Yatırımcı davranışlarını takip etmek isteyenler için ‘*Kripto Korku ve Açgözlülük Endeksi*’ de faydalı olabilir. Bu endeks, sosyal medya hareketliliği, arama motoru eğilimleri ve oynaklık gibi verilerle yatırımcıların hangi düzeyde *korku* ya da *açgözlülük* yaşadığını sayısallaştırır. Aşırı açgözlülük genellikle zirveyi, aşırı korku ise dip seviyeleri işaret edebilir.
Bununla birlikte *makroekonomik koşullar* da kripto piyasası üzerinde büyük etkiye sahiptir. Düşük faiz ortamı ve bol likidite, dijital varlıklara duyulan ilgiyi artırırken; yüksek faiz ve sıkı para politikaları riskli varlıklardan kaçışı hızlandırır. 2022 yılında ABD Merkez Bankası’nın faiz artırım süreci, kripto piyasasında yaşanan baskının temel nedenlerinden biri olarak değerlendirilebilir.
Sonuç olarak, piyasa ister *boğa* ister *ayı* döneminde olsun, bu akışı fark etmek ve stratejiyi buna göre uyarlamak hayati önemdedir.

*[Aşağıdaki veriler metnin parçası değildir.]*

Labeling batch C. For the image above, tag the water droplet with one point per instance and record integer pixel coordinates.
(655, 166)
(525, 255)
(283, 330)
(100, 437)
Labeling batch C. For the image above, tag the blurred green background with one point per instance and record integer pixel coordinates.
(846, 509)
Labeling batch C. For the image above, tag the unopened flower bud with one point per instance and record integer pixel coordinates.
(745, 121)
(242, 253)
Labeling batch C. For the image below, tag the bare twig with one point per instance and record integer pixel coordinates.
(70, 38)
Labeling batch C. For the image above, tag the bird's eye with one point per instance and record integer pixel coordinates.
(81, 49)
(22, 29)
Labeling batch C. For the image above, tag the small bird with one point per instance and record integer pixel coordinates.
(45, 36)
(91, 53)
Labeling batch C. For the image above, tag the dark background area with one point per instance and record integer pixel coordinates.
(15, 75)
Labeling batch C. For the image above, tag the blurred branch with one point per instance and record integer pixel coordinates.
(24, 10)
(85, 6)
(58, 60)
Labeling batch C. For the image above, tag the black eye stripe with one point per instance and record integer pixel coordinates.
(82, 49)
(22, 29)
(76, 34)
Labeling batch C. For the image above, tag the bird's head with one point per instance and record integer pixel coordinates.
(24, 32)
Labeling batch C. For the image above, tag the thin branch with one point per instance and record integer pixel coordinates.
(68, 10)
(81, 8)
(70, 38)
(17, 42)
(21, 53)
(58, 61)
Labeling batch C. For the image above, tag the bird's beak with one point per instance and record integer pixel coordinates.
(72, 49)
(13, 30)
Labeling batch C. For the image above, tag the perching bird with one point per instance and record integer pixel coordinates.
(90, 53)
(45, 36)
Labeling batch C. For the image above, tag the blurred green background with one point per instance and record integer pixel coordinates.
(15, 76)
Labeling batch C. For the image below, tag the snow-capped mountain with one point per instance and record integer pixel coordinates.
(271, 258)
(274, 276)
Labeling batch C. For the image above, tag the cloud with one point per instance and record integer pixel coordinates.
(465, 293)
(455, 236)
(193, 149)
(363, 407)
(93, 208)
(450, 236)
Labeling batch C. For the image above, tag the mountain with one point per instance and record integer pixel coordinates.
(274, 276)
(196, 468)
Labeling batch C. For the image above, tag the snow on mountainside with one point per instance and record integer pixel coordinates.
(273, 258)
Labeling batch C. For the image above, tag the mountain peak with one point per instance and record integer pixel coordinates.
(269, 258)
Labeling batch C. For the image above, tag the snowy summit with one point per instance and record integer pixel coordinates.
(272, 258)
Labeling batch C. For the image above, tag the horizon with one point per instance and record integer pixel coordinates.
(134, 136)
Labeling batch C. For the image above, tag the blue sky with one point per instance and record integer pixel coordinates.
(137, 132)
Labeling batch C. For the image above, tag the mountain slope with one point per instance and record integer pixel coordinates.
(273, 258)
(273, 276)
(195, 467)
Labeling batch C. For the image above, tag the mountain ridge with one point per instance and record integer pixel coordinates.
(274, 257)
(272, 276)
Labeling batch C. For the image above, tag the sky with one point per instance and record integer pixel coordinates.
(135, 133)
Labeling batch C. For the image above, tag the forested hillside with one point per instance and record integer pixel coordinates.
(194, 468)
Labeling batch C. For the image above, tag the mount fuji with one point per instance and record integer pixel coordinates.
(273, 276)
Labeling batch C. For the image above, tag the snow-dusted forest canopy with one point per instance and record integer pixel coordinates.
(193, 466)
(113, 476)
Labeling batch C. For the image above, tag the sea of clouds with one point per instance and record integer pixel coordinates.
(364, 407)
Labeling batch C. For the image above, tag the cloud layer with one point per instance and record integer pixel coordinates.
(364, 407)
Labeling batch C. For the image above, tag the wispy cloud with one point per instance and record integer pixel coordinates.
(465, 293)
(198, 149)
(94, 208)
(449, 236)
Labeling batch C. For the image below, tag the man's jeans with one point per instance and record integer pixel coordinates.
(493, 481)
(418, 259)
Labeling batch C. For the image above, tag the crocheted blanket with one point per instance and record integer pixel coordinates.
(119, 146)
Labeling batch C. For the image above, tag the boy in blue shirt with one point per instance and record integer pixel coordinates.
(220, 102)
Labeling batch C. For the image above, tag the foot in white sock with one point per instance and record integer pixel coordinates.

Sadece fiyat grafiklerine değil, yatırımcı psikolojisine, işlem verilerine ve küresel ekonomik göstergelere de bütüncül şekilde odaklanmak gerekir. Kripto piyasası aynı zamanda bir *duygu arenası* olduğu için, başarı genellikle soğukkanlılık ve sağduyu ile mümkün olur.